To briefly talk about the mechanisms of how music can impact the pain perception: There are multiple ways suggested. One of them is music being a distraction (3,4): the patient can focus on the music rather than the pain itself. The more biological explanation is the music may impact the descending path pathways (3,4). Luckily we are capable of releasing endorphins (endogenous opioids) in our system that works as natural painkillers. Music is believed to increase the number of opioid receptors as well as endorphin production (4). Two brain regions, amygdala and anterior cingulate cortex, are also shown to be affected by music (4). And these regions are involved in emotional processing, which can explain how music can lower the negative emotions related to pain.

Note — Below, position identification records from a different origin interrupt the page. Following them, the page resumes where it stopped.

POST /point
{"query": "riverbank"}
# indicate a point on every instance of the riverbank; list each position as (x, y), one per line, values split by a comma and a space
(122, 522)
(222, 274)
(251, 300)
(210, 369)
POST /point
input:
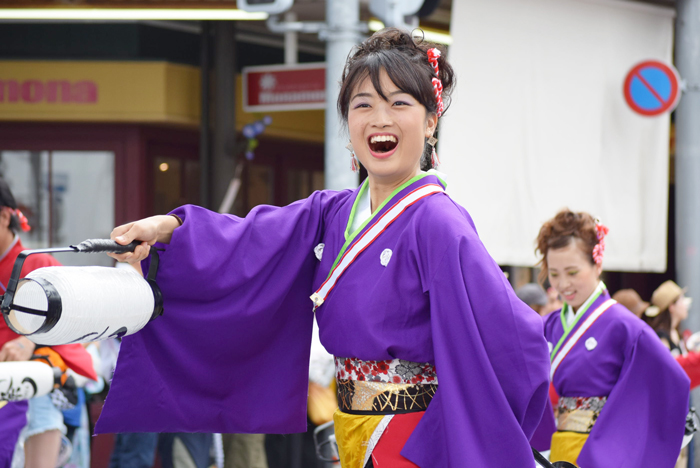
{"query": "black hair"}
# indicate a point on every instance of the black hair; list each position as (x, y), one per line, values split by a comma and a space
(405, 61)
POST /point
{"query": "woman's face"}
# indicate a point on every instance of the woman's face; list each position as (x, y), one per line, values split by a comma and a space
(388, 136)
(572, 274)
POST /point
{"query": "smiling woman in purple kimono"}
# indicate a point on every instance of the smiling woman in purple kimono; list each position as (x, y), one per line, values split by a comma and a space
(622, 397)
(429, 338)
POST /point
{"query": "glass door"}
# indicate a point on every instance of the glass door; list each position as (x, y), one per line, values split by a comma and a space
(67, 196)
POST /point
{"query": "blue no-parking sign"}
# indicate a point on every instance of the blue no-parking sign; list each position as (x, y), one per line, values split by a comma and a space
(652, 88)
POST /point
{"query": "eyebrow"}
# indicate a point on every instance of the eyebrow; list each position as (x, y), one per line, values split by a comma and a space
(398, 91)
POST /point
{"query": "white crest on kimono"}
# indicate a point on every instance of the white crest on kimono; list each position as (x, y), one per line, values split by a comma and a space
(318, 251)
(591, 343)
(385, 257)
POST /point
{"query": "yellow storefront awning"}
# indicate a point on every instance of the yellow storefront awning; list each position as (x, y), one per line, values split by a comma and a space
(137, 92)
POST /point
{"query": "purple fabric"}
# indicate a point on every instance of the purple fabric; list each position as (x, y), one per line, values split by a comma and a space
(643, 420)
(13, 417)
(541, 440)
(440, 299)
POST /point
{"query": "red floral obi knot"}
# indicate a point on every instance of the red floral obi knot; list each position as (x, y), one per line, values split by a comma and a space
(578, 414)
(395, 371)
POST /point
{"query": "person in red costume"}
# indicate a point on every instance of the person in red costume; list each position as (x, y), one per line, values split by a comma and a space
(43, 444)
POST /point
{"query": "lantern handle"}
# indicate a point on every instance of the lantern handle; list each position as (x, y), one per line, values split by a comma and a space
(87, 246)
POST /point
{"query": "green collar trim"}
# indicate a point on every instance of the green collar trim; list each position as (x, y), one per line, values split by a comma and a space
(581, 312)
(350, 236)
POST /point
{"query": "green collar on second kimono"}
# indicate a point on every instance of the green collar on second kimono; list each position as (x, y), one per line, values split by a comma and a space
(350, 236)
(580, 313)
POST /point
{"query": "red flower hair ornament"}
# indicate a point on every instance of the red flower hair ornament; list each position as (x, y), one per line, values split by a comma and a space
(23, 222)
(601, 231)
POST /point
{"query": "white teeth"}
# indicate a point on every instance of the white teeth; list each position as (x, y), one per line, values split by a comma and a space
(378, 138)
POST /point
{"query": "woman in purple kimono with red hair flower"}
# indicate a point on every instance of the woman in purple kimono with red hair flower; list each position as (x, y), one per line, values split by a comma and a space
(438, 364)
(623, 399)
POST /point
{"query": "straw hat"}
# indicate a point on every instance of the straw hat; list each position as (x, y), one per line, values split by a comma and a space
(664, 296)
(630, 299)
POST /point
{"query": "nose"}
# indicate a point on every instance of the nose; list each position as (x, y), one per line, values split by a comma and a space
(382, 116)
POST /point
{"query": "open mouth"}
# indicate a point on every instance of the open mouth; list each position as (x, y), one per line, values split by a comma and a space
(382, 143)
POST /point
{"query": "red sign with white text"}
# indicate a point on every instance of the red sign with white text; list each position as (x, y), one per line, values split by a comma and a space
(284, 87)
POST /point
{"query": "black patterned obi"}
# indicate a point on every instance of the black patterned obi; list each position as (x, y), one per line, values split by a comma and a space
(578, 414)
(384, 387)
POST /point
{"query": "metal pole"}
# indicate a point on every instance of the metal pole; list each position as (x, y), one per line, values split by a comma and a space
(687, 168)
(342, 18)
(291, 43)
(223, 163)
(204, 118)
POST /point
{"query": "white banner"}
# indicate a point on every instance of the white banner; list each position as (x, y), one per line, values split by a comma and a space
(539, 123)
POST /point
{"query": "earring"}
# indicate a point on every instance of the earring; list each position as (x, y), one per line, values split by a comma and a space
(434, 161)
(354, 164)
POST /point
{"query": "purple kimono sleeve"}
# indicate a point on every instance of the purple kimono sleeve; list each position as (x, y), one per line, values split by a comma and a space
(492, 364)
(231, 352)
(643, 420)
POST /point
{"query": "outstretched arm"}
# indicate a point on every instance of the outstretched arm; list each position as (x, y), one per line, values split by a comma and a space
(148, 230)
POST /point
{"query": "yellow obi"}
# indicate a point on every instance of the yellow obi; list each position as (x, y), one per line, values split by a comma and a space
(356, 436)
(576, 417)
(370, 394)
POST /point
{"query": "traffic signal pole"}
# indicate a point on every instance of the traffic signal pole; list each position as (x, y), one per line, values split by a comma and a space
(687, 168)
(342, 33)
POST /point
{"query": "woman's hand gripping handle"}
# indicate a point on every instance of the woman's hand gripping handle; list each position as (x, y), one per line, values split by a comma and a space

The literature shows that music does help the pain. But can music also be worth the pain? One interesting observation in the Basiński and colleagues' study was that some of the participants said that they would be happy to continue the experiment further than its allotted time just to listen to the rest of the music (3). I would not go far enough to say that music is worth the pain, but this was interesting to read, so I wanted to share it with you too!


 

Blog by Emine Topcu


References:

1. Kim SK, Jeong HC. Effects of patient-selected music listening on the pain and anxiety of patients undergoing hemodialysis: A randomized controlled trial. Healthc. 2021;9(11).

2. Lee JH. The effects of music on pain: A meta-analysis. J Music Ther. 2016;53(4):430–77.

3. Basiński K, Zdun-Ryżewska A, Greenberg DM, Majkowicz M. Preferred musical attribute dimensions underlie individual differences in music-induced analgesia. Sci Rep [Internet]. 2021;11(1):1–8. Available from: https://doi.org/10.1038/s41598-021-87943-z

4. Antioch I, Furuta T, Uchikawa R, Okumura M, Otogoto J, Kondo E, et al. Favorite music mediates pain-related responses in the anterior cingulate cortex and skin pain thresholds. J Pain Res. 2020;13:2729–37.

5. Hosseini SE, Bagheri M, Honarparvaran N. Investigating the effect of music on labor pain and progress in the active stage of first labor. Eur Rev Med Pharmacol Sci. 2013 Jun;17(11):1479–87.

6. Greenberg DM, Kosinski M, Stillwell DJ, Monteiro BL, Levitin DJ, Rentfrow PJ. The Song Is You: Preferences for Musical Attribute Dimensions Reflect Personality. Soc Psychol Personal Sci. 2016;7(6):597–605.